The tier system is also color-coded and is as follows:
Tier 1, widespread transmission (Purple): Counties with more than seven daily new cases per 100,000 residents or higher than 8% positivity rate. In this stage, most nonessential indoor business operations are closed.
Tier 2, substantial transmission (Red): Counties with 4 to 7 daily new cases per 100,000 residents or 5 to 8% positivity rate. In this stage, some nonessential indoor businesses are closed.
Tier 3, moderate transmission (Orange): Counties with 1 to 3.9 daily new cases per 100,000 or 2 to 4.9% positivity rate. In this stage, some indoor business operations open with modifications.
Tier 4, minimal transmission (Yellow): Counties with less than 1 daily new case per 100,000 or less than 2% positivity rate.
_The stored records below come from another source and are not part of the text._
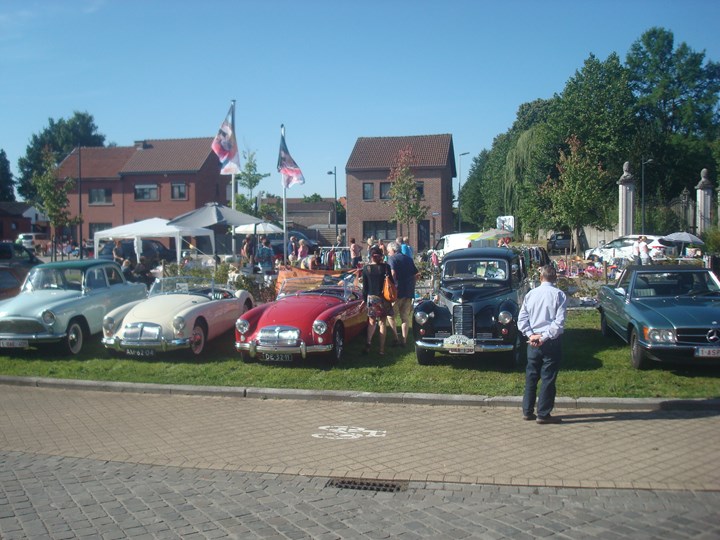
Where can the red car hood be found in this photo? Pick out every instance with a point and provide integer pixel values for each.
(297, 311)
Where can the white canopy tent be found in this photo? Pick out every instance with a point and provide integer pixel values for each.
(152, 228)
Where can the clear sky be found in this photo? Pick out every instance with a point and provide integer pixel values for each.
(330, 70)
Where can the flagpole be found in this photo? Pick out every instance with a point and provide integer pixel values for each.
(232, 178)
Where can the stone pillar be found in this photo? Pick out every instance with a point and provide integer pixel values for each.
(704, 203)
(626, 187)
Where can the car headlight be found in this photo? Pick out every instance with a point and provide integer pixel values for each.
(242, 326)
(48, 317)
(108, 325)
(660, 335)
(505, 317)
(178, 323)
(320, 327)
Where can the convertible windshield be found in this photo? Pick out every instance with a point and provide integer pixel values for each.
(53, 278)
(183, 285)
(475, 269)
(683, 283)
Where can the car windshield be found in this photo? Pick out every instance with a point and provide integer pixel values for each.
(201, 286)
(677, 283)
(482, 269)
(53, 278)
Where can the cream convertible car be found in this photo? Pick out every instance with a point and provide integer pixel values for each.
(179, 313)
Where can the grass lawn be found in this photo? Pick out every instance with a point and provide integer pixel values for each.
(593, 366)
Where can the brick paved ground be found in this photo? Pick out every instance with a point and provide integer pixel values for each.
(80, 463)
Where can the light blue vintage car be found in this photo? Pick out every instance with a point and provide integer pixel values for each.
(665, 313)
(64, 303)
In this stage, most indoor business operations open with modifications.
The local ABC News affiliate KFSN reported that, as of Friday, 38 counties were categorized as purple, nine as red, eight as orange, and three as yellow.
The outlet highlighted that counties would have to meet the criteria for a given tier for two consecutive weeks before transitioning to a tier that further eases restrictions.
The Times reported that the new guidelines could also impact the reopening of schools. Schools will be granted more leeway to reopen in-person learning if their counties reach less-risky tiers.
California saw a resurgence of cases following the reopening of businesses that began on May 8. As of Thursday, the state reported a total of 688,858 COVID-19 cases with 12,690 deaths.
On May 8, “low-risk” businesses like bookstores, jewelry stores, toy stores, and clothing stores were allowed to reopen as part of a statewide four-phase plan.
By July, Newsom had implemented new orders that impacted the vast majority of the state to address the resurgence of COVID-19 cases.
At the end of June, Newsom ordered bars and nightlife to close in seven counties. A few days later, he prohibited indoor activities at restaurants, wineries, movie theaters, card rooms, zoos, and museums in 19 counties.
“I want to remind you the governor talked about this ’emergency brake’ that if we see hospital numbers starting to really increase, that the ICU in a community is becoming overwhelmed … then we will work with that county to make more immediate changes and pause, and maybe even take a step back,” Dr. Mark Ghaly, the state’s Health and Human Services secretary, said Friday during a news conference highlighting the new reopening measures.